The speech ended. Alice is reflective. Vitorino sighs, panting. Drool came out and he licked his lips. Alice touches him again. A woman without shame in her soul or in her hands. A woman without disdain, she thinks, where did this come from? Shut up. Censors the thought. Runs her eyes over his face. He kisses her with his eyes, penetrating the interior of her heart, as if searching for answers to questions he hadn’t asked. Where did I find this woman, he asks himself. How long can she endure this? Will she be here when my soul knows the sentence? Is she here now?
– I’m here, love. And I will always be here, Alice tells him, full of intention in her words and body expression. Her firm breasts, her moist, smooth skin, like the dunes, say I want you, Vitorino. Tell of a desire incapable of being understood by the remnants of the man in front of her. He who sails in disbelief, in that complicity.

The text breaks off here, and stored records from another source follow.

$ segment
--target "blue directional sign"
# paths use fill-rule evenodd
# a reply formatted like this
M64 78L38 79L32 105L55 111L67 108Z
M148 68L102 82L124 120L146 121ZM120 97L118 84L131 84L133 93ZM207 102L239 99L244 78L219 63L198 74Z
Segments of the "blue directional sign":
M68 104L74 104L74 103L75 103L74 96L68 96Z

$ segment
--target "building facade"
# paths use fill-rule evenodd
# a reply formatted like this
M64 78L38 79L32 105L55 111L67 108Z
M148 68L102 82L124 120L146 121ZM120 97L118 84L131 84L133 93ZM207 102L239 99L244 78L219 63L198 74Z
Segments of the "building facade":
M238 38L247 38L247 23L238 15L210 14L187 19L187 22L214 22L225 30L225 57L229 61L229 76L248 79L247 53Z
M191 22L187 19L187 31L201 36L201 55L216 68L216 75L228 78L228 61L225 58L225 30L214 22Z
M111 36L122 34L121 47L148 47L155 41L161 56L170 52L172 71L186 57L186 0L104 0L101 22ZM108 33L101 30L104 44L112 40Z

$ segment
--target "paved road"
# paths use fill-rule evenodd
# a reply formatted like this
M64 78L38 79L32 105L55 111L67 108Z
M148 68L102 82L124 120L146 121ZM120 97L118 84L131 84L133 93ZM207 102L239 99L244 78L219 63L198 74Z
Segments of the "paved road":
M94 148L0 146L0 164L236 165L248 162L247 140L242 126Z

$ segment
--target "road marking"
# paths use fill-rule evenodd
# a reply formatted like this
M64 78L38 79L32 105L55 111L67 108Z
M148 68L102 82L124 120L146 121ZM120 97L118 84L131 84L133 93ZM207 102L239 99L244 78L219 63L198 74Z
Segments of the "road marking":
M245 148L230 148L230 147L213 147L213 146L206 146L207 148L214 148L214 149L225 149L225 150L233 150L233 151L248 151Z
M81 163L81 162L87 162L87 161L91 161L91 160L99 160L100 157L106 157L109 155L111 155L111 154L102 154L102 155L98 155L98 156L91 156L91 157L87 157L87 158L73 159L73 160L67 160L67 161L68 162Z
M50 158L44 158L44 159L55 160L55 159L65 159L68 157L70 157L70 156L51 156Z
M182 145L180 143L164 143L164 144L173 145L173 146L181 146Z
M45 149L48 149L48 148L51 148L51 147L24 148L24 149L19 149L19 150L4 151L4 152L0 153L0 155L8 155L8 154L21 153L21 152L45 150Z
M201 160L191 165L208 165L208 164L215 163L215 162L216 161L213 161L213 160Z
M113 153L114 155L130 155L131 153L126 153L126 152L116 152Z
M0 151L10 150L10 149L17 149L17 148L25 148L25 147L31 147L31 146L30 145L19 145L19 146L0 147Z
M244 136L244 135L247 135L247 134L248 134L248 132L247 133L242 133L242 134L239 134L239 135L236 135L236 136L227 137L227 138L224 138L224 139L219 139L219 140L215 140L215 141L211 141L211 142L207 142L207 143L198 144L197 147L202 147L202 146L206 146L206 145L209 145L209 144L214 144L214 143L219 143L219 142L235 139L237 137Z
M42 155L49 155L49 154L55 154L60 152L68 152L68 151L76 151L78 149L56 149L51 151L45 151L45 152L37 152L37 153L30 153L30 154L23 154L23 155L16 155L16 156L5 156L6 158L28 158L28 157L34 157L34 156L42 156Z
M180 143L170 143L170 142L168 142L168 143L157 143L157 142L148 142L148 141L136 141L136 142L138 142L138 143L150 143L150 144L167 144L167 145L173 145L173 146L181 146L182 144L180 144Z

– You hear my thoughts, Alice.
– I listen to my heart, Vitorino.
Vitorino stretched his skeleton close to Alice’s warm body. He hugs warmly. He feels the blood celebrating in the woman’s veins. Feels the joyful life in the revigorated flesh, eternal youth of those who have never received flowers herself. She welcomes him, from the inside. He cries. Remorse is worse than memory. Memory makes the present distressing. Impotence. He feels stupid and imbecile. He sobs. Feels like a wanderer, lost. Experience another pain. A greater pain than the corroded lung. The pain that surpasses the size of the wounded world. Memories. Remorse. Anguish. Pain. Silence. Absence.